Residual factor VII activity and different hemorrhagic phenotypes in CRM(+) factor VII deficiencies (Gly331Ser and Gly283Ser).

Blood 2002 Feb;99(4):1495-7

Dipartimento di Biochimica e Biologia Molecolare-CIBF, University of Ferrara, Italy.

Two cross-reacting material-positive (CRM(+)) factor VII (FVII) mutations, associated with similar reductions in coagulant activity (2.5%) but with mild to asymptomatic (Gly331Ser, c184 [in chymotrypsin numbering]) or severe (Gly283Ser, c140) hemorrhagic phenotypes, were investigated.
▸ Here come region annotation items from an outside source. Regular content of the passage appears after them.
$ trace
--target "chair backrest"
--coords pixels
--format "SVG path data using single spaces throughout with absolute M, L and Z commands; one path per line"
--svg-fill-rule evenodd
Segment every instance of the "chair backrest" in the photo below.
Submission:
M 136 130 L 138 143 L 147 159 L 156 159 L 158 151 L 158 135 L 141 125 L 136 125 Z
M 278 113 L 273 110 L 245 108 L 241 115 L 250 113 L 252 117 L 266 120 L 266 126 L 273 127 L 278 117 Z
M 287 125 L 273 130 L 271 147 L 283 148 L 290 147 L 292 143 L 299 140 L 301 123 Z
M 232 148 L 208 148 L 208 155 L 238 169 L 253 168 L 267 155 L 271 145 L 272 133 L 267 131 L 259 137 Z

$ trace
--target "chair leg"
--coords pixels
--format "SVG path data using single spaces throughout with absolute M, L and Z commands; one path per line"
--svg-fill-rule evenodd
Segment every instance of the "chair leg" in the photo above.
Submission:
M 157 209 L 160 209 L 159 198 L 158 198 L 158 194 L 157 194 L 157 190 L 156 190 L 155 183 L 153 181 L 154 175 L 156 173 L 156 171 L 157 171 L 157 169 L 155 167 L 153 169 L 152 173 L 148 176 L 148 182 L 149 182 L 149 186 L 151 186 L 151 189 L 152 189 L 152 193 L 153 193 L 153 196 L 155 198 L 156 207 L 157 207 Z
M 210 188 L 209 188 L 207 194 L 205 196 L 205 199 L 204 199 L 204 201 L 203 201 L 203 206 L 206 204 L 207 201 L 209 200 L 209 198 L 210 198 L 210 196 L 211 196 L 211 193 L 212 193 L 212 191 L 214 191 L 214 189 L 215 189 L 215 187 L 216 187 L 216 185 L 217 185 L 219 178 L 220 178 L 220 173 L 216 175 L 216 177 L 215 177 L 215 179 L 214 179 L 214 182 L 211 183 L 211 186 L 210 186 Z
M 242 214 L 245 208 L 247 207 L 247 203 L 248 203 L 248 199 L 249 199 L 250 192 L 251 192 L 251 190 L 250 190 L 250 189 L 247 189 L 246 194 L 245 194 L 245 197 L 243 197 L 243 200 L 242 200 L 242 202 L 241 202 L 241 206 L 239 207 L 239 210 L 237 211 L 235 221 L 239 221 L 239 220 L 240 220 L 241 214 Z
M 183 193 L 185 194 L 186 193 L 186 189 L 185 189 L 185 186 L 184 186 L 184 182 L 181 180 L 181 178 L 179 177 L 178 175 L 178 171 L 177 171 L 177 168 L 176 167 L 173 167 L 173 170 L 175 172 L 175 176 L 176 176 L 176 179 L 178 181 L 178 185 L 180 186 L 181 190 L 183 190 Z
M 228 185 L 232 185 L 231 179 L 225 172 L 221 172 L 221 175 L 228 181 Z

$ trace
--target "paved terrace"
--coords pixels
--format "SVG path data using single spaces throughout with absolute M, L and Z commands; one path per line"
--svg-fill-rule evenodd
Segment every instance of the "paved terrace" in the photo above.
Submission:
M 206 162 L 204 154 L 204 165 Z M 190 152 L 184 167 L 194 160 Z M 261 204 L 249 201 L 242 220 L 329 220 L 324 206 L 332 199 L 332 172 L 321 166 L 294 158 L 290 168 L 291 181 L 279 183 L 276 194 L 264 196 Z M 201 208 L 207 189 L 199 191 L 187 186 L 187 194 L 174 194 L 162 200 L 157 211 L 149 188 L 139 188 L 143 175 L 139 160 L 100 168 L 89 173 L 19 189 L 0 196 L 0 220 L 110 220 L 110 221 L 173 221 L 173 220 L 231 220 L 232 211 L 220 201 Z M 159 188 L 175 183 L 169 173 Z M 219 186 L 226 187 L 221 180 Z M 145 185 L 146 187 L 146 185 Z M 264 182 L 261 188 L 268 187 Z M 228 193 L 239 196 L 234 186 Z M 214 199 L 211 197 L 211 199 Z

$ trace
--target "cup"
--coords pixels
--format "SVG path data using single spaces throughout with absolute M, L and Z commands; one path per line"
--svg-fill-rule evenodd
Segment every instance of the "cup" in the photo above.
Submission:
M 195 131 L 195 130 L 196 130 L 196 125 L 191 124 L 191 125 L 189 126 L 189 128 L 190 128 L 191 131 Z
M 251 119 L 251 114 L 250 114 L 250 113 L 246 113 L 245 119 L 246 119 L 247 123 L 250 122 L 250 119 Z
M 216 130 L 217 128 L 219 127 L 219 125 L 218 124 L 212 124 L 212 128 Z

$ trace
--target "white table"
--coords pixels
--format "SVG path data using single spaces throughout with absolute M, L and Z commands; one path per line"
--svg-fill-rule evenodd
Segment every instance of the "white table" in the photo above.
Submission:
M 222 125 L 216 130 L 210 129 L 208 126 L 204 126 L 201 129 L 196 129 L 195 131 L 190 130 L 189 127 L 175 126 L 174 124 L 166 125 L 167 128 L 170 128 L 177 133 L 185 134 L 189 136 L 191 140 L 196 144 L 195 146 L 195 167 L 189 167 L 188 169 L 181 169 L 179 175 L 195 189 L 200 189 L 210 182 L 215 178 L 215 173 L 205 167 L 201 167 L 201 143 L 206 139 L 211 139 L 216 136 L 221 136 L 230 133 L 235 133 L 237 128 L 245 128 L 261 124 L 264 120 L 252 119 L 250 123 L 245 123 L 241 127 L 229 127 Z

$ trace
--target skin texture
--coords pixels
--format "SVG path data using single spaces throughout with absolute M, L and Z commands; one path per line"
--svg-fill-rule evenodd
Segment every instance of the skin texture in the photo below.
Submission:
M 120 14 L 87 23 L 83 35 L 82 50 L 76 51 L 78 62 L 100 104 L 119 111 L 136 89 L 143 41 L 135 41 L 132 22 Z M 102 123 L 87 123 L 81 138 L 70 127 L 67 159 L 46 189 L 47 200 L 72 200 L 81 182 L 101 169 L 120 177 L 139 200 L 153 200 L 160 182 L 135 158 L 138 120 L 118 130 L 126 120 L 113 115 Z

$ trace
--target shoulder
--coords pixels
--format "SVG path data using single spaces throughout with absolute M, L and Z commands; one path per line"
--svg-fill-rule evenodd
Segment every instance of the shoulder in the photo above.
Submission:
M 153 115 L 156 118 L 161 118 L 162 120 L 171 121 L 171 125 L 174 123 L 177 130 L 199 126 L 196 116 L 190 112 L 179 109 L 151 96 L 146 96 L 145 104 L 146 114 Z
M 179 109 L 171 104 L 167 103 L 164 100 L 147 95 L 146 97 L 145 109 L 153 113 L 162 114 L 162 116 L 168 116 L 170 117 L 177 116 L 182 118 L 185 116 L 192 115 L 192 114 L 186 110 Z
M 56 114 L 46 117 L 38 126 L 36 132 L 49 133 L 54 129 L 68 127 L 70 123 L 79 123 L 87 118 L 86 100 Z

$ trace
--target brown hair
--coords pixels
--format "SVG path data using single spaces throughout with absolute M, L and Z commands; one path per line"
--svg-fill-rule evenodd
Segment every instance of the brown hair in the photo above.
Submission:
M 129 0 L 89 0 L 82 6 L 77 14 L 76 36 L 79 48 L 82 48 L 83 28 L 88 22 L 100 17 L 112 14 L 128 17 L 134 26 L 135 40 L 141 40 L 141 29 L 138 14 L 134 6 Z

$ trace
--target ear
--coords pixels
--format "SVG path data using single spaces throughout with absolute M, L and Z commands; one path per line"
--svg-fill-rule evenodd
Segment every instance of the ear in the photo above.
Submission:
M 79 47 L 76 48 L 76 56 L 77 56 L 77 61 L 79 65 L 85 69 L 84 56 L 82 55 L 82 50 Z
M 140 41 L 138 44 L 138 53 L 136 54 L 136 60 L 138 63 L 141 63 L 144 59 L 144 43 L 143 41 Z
The affected glycines belong to structurally conserved regions in the c184 through c193 and c140s activation domain loops, respectively. The natural mutants 331Ser-FVII and 283Ser-FVII were expressed, and in addition 331Ala-FVII and 283Ala-FVII were expressed because 3 functional serine-proteases bear alanine at these positions. The 331Ser-FVII, present in several asymptomatic subjects, showed detectable factor Xa generation activity in patient plasma (0.7% +/- 0.2%) and in reconstituted system with the recombinant molecules (2.7% +/- 1.1%). The reduced activity of recombinant 283Ala-FVII (7.2% +/- 2.2%) indicates that the full function of FVII requires glycine at this position, and the undetectable activity of 283Ser-FVII suggests that the oxydrile group of Ser283 participates in causing severe CRM(+) deficiency. Furthermore, in a plasma system with limiting thromboplastin concentration, 283Ser-FVII inhibited wild-type FVIIa activity in a dose-dependent manner.